Duke Energy to Test Ford F-150 Lightning as a Power Grid Backup

As part of the pilot, Duke Energy will add approximately five Ford F-150 Lightning trucks to its Florida fleet.

Duke Energy F150 Lightning Solar Charging
PRNewswire

Duke Energy is looking at new ways customers in Florida may one day be able to use two-way, or bidirectional, charging from electric vehicles to power their own homes during outages and to help support the power grid.

The company will launch a research and development pilot program in the state to test and evaluate the viability of the new Ford F-150 Lightning all-electric truck's high-capacity batteries as a grid edge resource that could help transform the energy system.

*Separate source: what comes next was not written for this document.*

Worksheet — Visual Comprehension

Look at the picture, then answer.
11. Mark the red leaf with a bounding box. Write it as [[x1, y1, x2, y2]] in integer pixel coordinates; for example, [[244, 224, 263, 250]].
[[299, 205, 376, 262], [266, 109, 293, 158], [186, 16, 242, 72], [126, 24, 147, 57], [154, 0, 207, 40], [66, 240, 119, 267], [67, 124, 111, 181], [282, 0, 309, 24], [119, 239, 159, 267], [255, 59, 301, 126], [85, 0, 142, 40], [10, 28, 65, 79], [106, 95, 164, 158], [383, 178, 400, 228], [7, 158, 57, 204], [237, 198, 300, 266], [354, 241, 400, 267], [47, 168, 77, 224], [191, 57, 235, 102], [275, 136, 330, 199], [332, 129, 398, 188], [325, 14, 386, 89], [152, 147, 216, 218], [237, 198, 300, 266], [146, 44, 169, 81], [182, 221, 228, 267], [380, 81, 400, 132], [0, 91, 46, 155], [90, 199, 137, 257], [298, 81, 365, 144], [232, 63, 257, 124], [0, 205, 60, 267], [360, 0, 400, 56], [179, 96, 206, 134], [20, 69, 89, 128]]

As part of the pilot, Duke Energy will add approximately five Ford F-150 Lightning trucks to its Florida fleet and perform additional testing of the technology, with a focus on leveraging homes that have solar energy and stationary storage. Using the Ford Charge Station Pro and Intelligent Backup Power Home Integration System's bidirectional charging infrastructure, the company will perform extensive testing using the vehicles to feed and draw energy from the power grid. Vehicle-to-grid (V2G) integration will push and pull energy between the connected electric trucks and the grid in a bidirectional energy flow.

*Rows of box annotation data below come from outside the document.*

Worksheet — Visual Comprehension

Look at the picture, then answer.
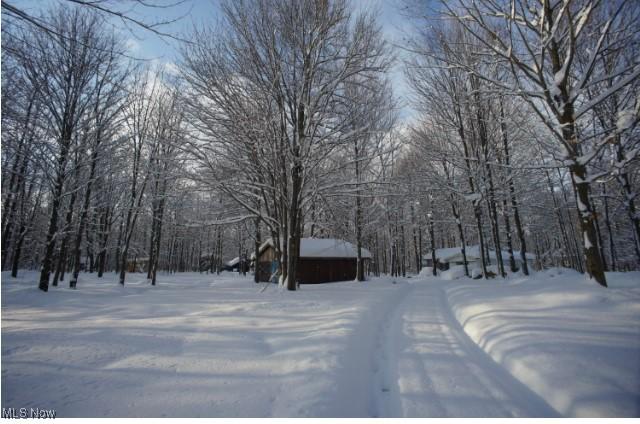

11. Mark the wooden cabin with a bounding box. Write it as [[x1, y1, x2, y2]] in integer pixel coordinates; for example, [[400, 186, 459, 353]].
[[252, 238, 371, 284]]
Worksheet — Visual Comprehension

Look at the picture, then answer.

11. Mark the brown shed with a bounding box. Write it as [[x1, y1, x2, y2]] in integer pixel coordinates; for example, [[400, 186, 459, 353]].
[[256, 238, 371, 284]]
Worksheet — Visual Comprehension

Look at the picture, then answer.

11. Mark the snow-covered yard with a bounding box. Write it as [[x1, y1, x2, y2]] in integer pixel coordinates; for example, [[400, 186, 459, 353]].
[[2, 270, 640, 417]]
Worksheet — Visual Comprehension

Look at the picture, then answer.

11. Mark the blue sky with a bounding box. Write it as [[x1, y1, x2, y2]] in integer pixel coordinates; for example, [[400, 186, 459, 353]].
[[15, 0, 418, 118]]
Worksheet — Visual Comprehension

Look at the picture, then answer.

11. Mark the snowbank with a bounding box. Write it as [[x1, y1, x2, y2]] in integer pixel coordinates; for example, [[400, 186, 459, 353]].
[[445, 268, 640, 417], [2, 272, 403, 417]]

The pilot will focus on real-world use cases with the Ford F-150 Lightning to benefit the grid – such as how the vehicle interacts with other customer-owned distributed energy resources (like rooftop photovoltaic – or PV – solar and customer home batteries), how the truck's battery performs powering customers' homes during an outage, how the vehicles will be used to feed the grid during peak times of use, and how such usage might impact the trucks' batteries over time.

"We're continually testing clean energy innovations to gauge how they perform in complex real-life scenarios," said Lon Huber, Duke Energy's senior vice president of pricing and customer solutions. "Like our customers, we're excited about the prospects of these advancements, and we're working to evaluate them in controlled environments so we can find ways to maximize their value and benefits."